Some of us will immediately start to argue with Paul. “Paul, that is not true in my life. I still fall short of God’s ideal.” But freedom from your sin and mine is God’s work. Remember this statement is perfect passive. Christ did it for us and we did it “in Him”.
Paul’s emphasis is that we must know this. “Knowing this…” Living the righteous life by faith will only be possible if we know the truth of representation—we did it in Christ! I believe that every Christian wants to be more holy, more obedient, and have more of the fruit of good works flowing from his/her life. We may disagree, however, on two points: First, is the righteousness of sanctification (personal righteousness) part of the believer’s right standing before God? Some teach that the gospel not only includes justification by faith, but it also includes the personal righteousness of sanctification. This, I believe is a counterfeit gospel. Romans chapters 3-5 have given more than sufficient evidence to show that the saving gospel is God’s work of grace “for us” which results in God’s work of grace “in us”, but that internal righteousness is never the basis for our right standing with God.

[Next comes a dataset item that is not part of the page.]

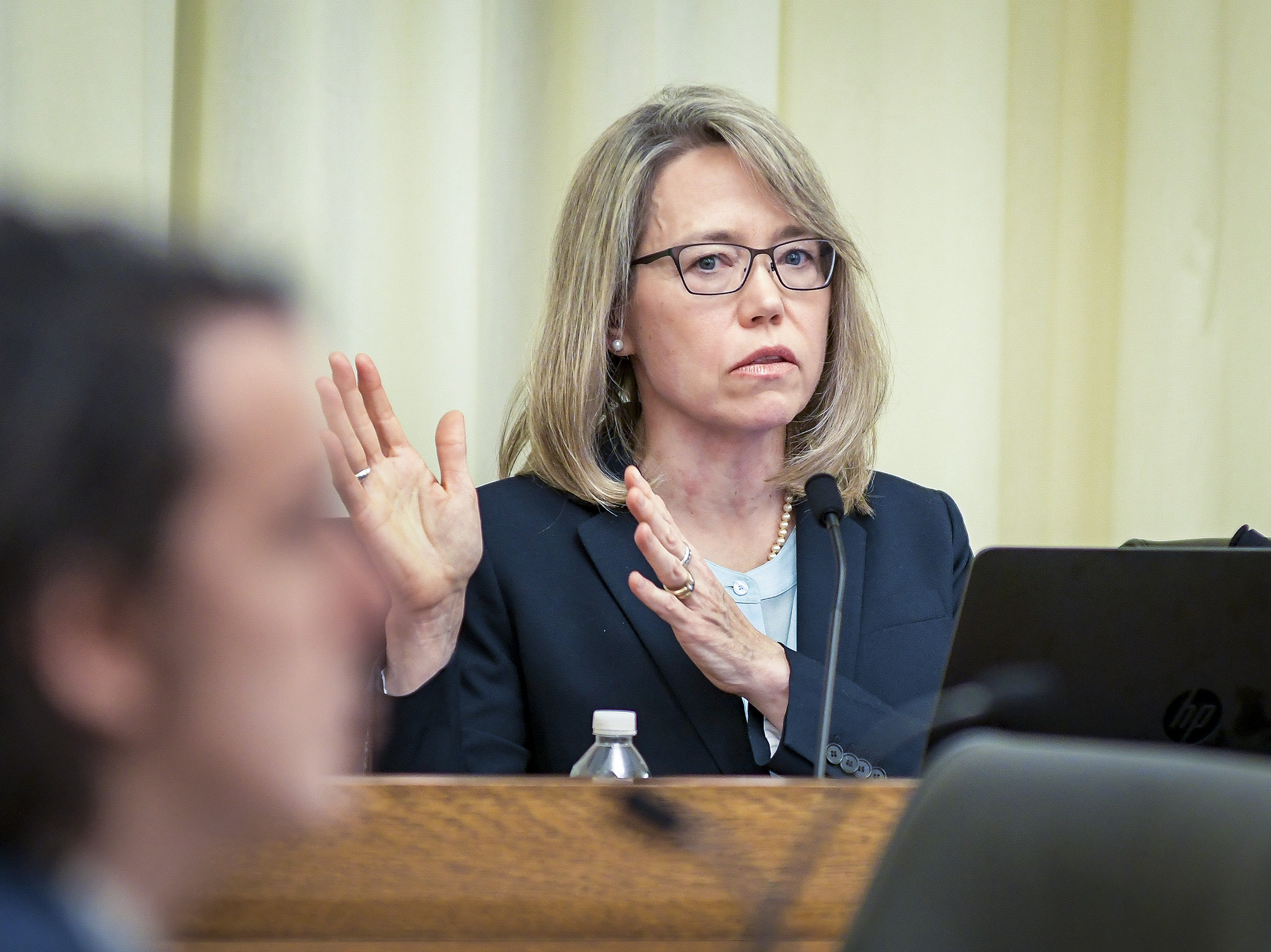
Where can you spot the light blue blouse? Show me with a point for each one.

Second, sometimes discipleship seems to leave faith and grace behind and moves in the direction of prescribed works. Just what these works are varies from one discipler to another. Too often the focus is taken off Christ and placed back on personal behavior. “Now that you are a Christian, don’t you think you should quit smoking? And did you know that Christians should not get drunk? In fact, it would be best if you were a teetotaler. The Bible teaches tithing; therefore you should start paying a tenth of your income to the church. You should also control your temper and keep your kids under control”. Many disciplers promote some version of the Christian disciplines such as fasting, silence, meditation, Bible reading, witnessing, service, Bible memorization, and the list goes on.
Most of these things are or may be good. The problem comes when we begin to measure our spiritual growth by our overcoming and our performance of these activities. There is a tendency to move from the “done of the gospel”, to the “do, or don’t do” of these disciplines. Often discouragement comes in and shuts down Christian growth, the very thing these discipleship programs were designed to foster.
Before we focus on personal righteousness we must first accept the truth of substitution—Christ did it for me. He has already forgiven all sin and accounted me righteous. Second, I must know the truth of Representation—I died with Christ, I was buried with Christ, I was raised from the grave with Christ. Because I have been baptized “into Christ” I can walk in newness of life!
Father, the more I learn about your gracious gift in Christ the more I understand the depths of your love and plans for me. Help me focus on who I am in Christ so that I might indeed walk in newness of life and live the righteous life “by faith”.